Sözü uzatmaya gerek yok. Karanlığın arka yüzü softalık ve yobazlıktır. Softalık kendine göre özelliği olan hastalıktır. Softa güçlünün yanında kendini göstermez. Pusuya yatmıştır. Bir fırsat bulduğu zaman ortaya çıkar. Usul usul görevini yapmanın peşindedir.
Softalık ve yobazlık yakından tanınmalıdır. Softalar yerine göre tehlikeli insanlardır. Onları yakından tanımak, onlardan gelecek tehlikeyi önlemeye yetecektir.
Softalık ve yobazlığın bir zincirin iki halkası gibi iç içe girmişliği vardır. Hatta bunların kardeş oldukları da söylenebilir. Softaların ve yobazların kendi aralarında iyi geçinmesi bundandır.

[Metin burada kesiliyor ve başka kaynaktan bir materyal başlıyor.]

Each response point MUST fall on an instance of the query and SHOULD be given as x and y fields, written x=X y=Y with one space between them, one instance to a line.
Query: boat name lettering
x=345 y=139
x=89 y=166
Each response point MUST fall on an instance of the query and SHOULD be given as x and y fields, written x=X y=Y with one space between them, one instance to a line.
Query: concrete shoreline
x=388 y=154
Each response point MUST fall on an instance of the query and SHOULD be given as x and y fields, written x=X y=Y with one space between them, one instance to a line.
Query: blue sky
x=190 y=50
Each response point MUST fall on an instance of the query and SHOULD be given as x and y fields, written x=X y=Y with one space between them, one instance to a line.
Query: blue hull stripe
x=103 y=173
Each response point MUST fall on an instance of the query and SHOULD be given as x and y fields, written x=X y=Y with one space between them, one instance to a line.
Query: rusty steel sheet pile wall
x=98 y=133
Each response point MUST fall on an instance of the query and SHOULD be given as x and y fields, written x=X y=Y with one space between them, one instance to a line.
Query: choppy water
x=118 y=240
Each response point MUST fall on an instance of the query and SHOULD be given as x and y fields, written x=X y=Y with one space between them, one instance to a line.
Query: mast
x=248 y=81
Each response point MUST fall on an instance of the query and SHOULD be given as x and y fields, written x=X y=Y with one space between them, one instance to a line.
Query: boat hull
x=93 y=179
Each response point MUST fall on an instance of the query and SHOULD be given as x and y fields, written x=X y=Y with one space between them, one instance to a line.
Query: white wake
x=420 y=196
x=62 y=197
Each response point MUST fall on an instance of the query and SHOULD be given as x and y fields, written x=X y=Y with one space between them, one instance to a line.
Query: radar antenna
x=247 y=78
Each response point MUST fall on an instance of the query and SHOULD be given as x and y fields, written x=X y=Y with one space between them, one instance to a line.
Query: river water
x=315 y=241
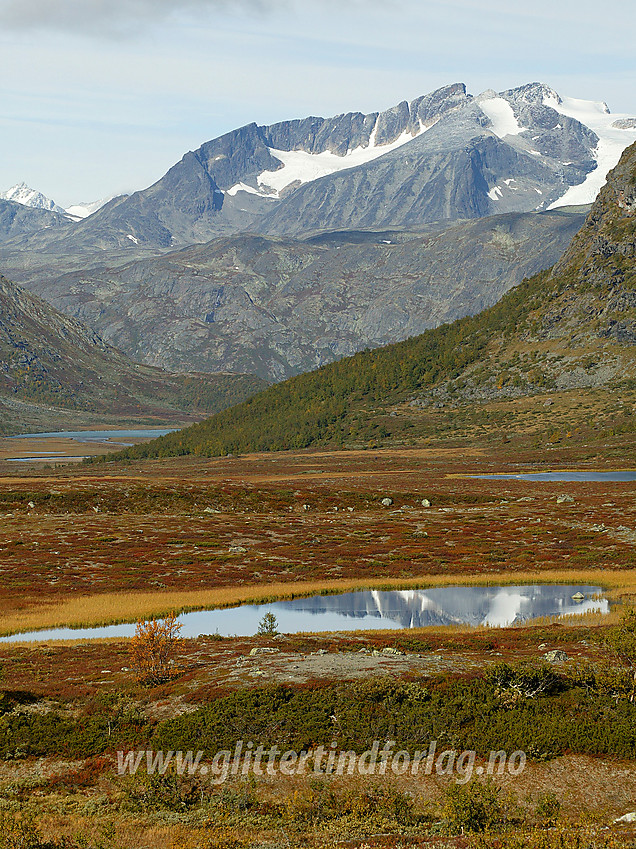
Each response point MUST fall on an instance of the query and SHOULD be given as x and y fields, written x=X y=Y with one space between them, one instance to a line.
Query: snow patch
x=302 y=167
x=501 y=116
x=243 y=187
x=82 y=210
x=612 y=142
x=26 y=196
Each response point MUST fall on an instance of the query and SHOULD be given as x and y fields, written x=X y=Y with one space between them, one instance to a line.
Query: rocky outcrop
x=47 y=358
x=277 y=307
x=443 y=156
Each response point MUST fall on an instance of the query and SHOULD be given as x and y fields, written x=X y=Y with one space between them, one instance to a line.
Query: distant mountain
x=572 y=328
x=82 y=210
x=51 y=360
x=18 y=221
x=21 y=193
x=277 y=307
x=444 y=156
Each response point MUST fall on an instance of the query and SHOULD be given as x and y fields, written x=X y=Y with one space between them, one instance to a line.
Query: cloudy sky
x=102 y=96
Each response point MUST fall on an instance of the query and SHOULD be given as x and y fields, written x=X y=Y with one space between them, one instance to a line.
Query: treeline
x=335 y=403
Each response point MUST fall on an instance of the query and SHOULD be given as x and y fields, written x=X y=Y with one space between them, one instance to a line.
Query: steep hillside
x=278 y=307
x=17 y=220
x=50 y=360
x=572 y=328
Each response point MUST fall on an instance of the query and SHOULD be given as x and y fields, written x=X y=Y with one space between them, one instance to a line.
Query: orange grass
x=115 y=608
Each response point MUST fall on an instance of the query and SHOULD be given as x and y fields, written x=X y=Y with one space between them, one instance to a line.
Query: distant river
x=112 y=437
x=598 y=477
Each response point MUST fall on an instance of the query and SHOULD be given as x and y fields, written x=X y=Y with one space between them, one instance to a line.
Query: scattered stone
x=555 y=656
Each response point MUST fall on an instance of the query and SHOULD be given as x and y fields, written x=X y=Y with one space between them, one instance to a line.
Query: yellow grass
x=115 y=608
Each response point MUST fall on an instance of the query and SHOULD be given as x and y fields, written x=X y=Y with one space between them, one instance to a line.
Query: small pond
x=492 y=606
x=114 y=436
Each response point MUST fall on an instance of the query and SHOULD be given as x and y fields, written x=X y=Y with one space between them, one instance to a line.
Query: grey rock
x=555 y=656
x=279 y=307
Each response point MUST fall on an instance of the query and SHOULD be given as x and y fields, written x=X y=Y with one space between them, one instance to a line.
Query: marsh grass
x=117 y=608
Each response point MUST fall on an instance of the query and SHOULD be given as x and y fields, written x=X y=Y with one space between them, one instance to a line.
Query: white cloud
x=110 y=17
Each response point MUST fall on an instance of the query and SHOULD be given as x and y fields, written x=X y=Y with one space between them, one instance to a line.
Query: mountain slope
x=574 y=327
x=277 y=307
x=444 y=156
x=47 y=359
x=25 y=195
x=17 y=220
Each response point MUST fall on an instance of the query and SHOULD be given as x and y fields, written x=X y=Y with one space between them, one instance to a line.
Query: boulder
x=555 y=656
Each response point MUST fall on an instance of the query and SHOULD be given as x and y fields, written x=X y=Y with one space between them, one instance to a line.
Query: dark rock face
x=452 y=162
x=278 y=307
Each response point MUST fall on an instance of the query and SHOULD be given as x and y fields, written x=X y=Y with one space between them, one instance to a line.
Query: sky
x=101 y=97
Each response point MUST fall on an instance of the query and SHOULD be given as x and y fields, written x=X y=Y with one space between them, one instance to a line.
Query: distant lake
x=598 y=477
x=492 y=606
x=112 y=437
x=98 y=435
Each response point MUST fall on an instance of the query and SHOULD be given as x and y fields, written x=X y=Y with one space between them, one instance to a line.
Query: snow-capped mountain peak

Cehaletin çok olduğu çorak iklimler softalar için uygun ortamlardır. Böyle ortamlarda softalar kısa sürede yeşerip boy atarlar. Softalar saf insanları avlamayı; çocukları, kadınları istismar etmeyi çok severler. Görevinden alınan Gülhane Araştırma Hastanesi başhekim eski yardımcı Ali Edizer bunlardan biridir. Onlara karşı çok dikkatli olunmalı, ellerine düşmemek için uyanık bulunmalıdır.
Softalar gerici oldukları için yeniliği sevmezler. Yeni düşünceler onlara ters gelir. Böyle olunca onlardan yeni bir şey öğrenmek olası değildir.
Softalar ve yobazlar kendi doğrularının kölesidir. Bildiklerinden şaşmazlardır. Yeni bir arayışa yöneldikleri görülmemiştir. Softalar ve yobazlar kendileri gibi düşünmeyenlere başka gözle bakarlar. Onlara göre kendileri gibi düşünmeyenler yanlış yolda olan kişilerdir. Yanlış yolda olduklarını düşündüklerini yola getirmek için fırsat da kollarlar.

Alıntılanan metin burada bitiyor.